Several estrogen-sensitive regions have been revealed as candidates for mediating the effects of estrogens on body temperature, but evidence suggests these areas work synergistically, antagonistically, and/or in parallel to modulate whole-body thermoregulation. Whereas estrogens affect body temperature by modulating both heat production and dissipation, many of these effects are mediated specifically or simultaneously via different estrogen-sensitive regions (13). We recommend a systems-level, circuit-based approach to dissect the distinct thermal effectors modulated by estrogens. Further, it is important to note that other hormones, such as leptin, insulin, and thyroid hormone, potently affect metabolism and thermoregulation through these estrogen-sensitive sites. Thus, it is of interest to decipher the potential interactions of estrogens and these hormones and their coordinated effects on temperature and energy balance. Future studies taking a circuit-based approach should also pay heed to connections and crosstalk between the thermoregulation and energy homeostasis systems, particularly as they both exhibit circuit-level modulation by estrogens.

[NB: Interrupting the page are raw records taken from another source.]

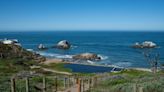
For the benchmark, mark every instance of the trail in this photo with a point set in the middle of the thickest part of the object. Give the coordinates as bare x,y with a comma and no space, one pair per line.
55,71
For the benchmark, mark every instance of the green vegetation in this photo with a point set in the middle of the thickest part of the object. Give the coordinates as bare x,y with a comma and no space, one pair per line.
126,80
57,66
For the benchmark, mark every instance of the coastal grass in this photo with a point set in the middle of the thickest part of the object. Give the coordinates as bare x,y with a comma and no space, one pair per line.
124,81
57,67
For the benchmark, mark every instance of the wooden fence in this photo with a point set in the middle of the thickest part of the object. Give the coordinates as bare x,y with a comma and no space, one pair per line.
61,84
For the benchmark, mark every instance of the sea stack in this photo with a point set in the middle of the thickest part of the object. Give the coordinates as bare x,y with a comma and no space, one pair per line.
145,44
87,56
64,44
41,47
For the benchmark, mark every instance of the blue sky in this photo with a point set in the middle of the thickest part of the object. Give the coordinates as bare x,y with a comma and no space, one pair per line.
81,15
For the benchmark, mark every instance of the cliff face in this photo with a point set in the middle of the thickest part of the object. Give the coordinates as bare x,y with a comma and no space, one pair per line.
9,51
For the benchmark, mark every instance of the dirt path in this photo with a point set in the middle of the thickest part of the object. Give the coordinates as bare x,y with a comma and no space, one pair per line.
55,71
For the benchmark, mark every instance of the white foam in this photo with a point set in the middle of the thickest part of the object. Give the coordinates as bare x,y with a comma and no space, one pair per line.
91,62
54,55
123,64
103,57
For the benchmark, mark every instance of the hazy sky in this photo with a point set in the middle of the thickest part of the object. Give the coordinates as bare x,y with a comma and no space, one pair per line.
81,15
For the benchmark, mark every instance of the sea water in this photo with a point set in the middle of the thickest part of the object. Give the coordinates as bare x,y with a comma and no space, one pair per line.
113,47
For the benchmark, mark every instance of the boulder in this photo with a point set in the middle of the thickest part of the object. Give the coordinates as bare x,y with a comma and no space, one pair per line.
41,47
64,44
87,56
145,44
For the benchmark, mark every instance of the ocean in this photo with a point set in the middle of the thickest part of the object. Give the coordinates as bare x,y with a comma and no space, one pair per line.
114,47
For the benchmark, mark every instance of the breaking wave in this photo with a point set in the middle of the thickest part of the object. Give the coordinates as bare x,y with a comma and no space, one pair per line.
54,55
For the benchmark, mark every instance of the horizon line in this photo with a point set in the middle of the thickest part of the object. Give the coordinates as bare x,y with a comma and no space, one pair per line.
82,30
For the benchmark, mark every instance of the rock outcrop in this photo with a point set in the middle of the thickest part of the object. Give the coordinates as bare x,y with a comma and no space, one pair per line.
87,56
145,44
64,44
15,51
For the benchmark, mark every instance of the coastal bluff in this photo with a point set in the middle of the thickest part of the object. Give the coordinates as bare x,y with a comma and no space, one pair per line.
11,51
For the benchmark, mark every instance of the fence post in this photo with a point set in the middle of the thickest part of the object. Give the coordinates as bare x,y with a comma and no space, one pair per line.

Given the widespread impact of menopausal hot flashes on quality of life, it has become imperative to try to better understand the neural circuits responsible for the physiological effects of estrogens on body temperature. A deeper understanding of the modular and circuit-level consequences of estrogens will help to identify new potential targets for the development of therapeutics that could mimic the thermoregulatory effects of estrogens and avoid the detrimental side effects of hormone therapy.